It’s four days out from the very lovely weekend evening I spent with my nephew, and I’m still contemplating the lesson I learned about the importance of offering a listening ear without judgment. I remember when I was just a year younger than my nephew is now and struggling with the feeling that I was speaking but not being heard, and hence, not being seen. So, I began hiding myself. That same year my 10th grade English teacher, Mrs. B, gave me an invaluable gift, likely unbeknownst to her, in the form of an assignment to write a poem about anything that mattered deeply to us. It could be about family, friends, school, or it could be an expression of how we feel about our lives or the world. It simply had to follow some type of poetic form that I can’t fully recall and was restricted to 20 lines or less.

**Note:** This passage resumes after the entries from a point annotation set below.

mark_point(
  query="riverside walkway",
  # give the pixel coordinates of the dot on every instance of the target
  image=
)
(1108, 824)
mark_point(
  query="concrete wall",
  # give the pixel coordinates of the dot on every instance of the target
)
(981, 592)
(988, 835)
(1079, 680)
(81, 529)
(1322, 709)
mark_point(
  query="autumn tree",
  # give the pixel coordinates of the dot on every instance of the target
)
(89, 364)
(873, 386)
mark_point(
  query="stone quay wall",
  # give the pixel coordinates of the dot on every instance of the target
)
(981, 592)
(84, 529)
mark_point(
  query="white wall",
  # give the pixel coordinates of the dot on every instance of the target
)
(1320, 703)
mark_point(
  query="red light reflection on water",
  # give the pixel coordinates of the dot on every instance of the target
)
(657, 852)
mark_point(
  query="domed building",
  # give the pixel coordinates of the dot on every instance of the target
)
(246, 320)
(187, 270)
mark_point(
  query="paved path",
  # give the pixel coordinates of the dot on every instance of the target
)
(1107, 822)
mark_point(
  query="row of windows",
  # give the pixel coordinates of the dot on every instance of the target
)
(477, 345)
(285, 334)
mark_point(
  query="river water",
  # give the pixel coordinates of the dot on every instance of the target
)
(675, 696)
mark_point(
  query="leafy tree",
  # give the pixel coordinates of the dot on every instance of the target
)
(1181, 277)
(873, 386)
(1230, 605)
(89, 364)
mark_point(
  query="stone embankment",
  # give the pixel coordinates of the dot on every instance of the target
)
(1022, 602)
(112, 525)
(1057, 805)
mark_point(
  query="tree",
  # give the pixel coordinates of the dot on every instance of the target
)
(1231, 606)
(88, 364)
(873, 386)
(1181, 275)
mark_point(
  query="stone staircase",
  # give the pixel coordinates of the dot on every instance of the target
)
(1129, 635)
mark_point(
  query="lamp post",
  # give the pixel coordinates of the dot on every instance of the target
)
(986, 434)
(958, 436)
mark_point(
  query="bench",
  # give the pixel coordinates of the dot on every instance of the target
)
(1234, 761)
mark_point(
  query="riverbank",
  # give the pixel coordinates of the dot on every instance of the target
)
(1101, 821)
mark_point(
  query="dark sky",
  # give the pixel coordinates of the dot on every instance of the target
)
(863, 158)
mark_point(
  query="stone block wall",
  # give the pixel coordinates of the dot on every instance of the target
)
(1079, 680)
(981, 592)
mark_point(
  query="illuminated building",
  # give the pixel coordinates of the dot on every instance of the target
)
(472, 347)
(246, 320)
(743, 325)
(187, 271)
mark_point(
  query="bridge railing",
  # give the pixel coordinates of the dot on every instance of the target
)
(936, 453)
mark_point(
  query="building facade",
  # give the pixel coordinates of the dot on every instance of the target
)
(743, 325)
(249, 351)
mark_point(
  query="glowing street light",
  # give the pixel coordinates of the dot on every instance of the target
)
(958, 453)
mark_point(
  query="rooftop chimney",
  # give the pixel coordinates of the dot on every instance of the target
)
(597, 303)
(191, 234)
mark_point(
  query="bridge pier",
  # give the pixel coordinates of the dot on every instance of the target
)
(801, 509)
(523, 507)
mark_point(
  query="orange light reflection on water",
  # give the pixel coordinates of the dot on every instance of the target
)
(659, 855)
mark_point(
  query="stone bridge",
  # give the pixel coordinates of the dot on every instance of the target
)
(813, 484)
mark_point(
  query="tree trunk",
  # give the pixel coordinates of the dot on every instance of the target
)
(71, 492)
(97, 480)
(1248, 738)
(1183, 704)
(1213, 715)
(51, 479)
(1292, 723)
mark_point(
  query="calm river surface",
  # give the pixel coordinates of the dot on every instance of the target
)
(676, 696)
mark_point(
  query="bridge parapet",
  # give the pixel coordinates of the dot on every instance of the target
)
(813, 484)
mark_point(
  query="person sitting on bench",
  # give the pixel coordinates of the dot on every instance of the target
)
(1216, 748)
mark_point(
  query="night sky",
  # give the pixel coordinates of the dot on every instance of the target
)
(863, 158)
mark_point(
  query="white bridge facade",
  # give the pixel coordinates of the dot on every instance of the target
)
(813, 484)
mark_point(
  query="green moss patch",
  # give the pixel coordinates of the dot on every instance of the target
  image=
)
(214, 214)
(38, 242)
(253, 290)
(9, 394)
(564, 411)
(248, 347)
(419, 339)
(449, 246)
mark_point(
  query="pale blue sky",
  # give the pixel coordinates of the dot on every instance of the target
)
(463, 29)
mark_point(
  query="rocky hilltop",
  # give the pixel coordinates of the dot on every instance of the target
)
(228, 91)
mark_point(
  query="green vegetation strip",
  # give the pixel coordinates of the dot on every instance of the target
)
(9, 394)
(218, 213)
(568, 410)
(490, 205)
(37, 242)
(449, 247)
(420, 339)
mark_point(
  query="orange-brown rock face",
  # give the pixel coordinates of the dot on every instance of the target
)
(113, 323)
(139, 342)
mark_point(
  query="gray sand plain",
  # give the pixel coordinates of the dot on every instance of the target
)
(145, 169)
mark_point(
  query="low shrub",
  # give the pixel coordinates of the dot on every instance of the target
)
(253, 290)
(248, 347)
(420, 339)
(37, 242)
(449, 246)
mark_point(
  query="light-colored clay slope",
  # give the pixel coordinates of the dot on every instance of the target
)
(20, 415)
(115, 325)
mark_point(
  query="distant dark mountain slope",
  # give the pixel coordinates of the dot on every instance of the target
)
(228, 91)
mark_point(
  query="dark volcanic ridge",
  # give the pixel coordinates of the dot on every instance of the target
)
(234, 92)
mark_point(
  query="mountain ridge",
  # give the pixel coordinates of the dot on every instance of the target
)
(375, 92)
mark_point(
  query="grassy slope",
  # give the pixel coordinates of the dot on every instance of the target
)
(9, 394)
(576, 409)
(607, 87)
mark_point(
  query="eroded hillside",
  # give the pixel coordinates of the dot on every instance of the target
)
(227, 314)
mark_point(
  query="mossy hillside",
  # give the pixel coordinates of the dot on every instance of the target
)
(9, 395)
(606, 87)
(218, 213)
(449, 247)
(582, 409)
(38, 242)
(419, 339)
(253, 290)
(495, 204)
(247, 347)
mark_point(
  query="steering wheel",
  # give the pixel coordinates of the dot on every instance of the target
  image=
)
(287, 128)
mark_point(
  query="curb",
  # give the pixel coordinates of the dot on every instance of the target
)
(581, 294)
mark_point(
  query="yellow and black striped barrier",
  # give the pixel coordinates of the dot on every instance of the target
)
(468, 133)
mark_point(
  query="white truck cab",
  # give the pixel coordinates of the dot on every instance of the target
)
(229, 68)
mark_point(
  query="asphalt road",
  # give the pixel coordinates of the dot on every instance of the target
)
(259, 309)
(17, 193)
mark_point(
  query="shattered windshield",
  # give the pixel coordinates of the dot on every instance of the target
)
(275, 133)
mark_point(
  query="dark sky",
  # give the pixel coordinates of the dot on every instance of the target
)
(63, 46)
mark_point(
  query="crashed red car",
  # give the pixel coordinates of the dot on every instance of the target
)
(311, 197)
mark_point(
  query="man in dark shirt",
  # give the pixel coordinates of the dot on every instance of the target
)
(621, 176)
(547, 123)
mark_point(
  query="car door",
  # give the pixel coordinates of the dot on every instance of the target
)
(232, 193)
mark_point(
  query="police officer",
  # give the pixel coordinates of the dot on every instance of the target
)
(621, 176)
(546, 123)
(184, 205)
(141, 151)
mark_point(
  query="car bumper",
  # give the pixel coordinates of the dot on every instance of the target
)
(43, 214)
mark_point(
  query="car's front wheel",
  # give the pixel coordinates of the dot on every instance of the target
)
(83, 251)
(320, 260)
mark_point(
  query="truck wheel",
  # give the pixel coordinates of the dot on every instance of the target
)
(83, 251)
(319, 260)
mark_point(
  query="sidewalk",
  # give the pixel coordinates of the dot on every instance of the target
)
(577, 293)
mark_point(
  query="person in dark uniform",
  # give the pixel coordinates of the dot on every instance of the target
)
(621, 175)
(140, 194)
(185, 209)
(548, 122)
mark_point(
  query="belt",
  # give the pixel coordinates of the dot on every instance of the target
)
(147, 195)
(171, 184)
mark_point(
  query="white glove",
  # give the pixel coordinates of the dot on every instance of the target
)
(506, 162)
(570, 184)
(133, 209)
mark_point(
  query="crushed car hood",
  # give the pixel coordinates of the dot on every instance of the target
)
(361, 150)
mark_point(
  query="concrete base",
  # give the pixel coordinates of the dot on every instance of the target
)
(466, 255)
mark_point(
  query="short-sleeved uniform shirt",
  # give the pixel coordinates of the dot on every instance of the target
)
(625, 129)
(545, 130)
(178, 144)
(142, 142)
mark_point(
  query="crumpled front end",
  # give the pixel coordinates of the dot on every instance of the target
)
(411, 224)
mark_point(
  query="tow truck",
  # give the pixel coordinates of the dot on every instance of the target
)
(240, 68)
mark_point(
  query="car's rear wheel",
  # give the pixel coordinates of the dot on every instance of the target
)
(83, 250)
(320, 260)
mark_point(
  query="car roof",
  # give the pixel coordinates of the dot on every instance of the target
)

This is what my 15-year old self wrote:
The Eyes
Able to see all the wrong in the world;
unable to see anything right.
Only looking at the darkness in life;
never discerning the light.
Constantly searching for others’ faults;
never the things they do best.
Able to see all of the sorrows in life;
unable to perceive anything else.
Only able to see a reflection
of
the most critical judge of others.
The eyes, so critical of everyone else,
they forget to examine the owner.
Not exactly Keats or Shakespeare, but I received an A+. Mrs. B wrote that my poem revealed “profound insight and wisdom” from one “so young.” She also suggested I pursue writing as an opportunity to continue expressing my thoughts and ideas and to potentially help others.
Through a simple class assignment, Mrs. B had not only given me the gift of being heard and understood, but also opened a door for me to communicate in a way that felt safe. And in that moment—albeit unknown to either of us—the path of my future was set.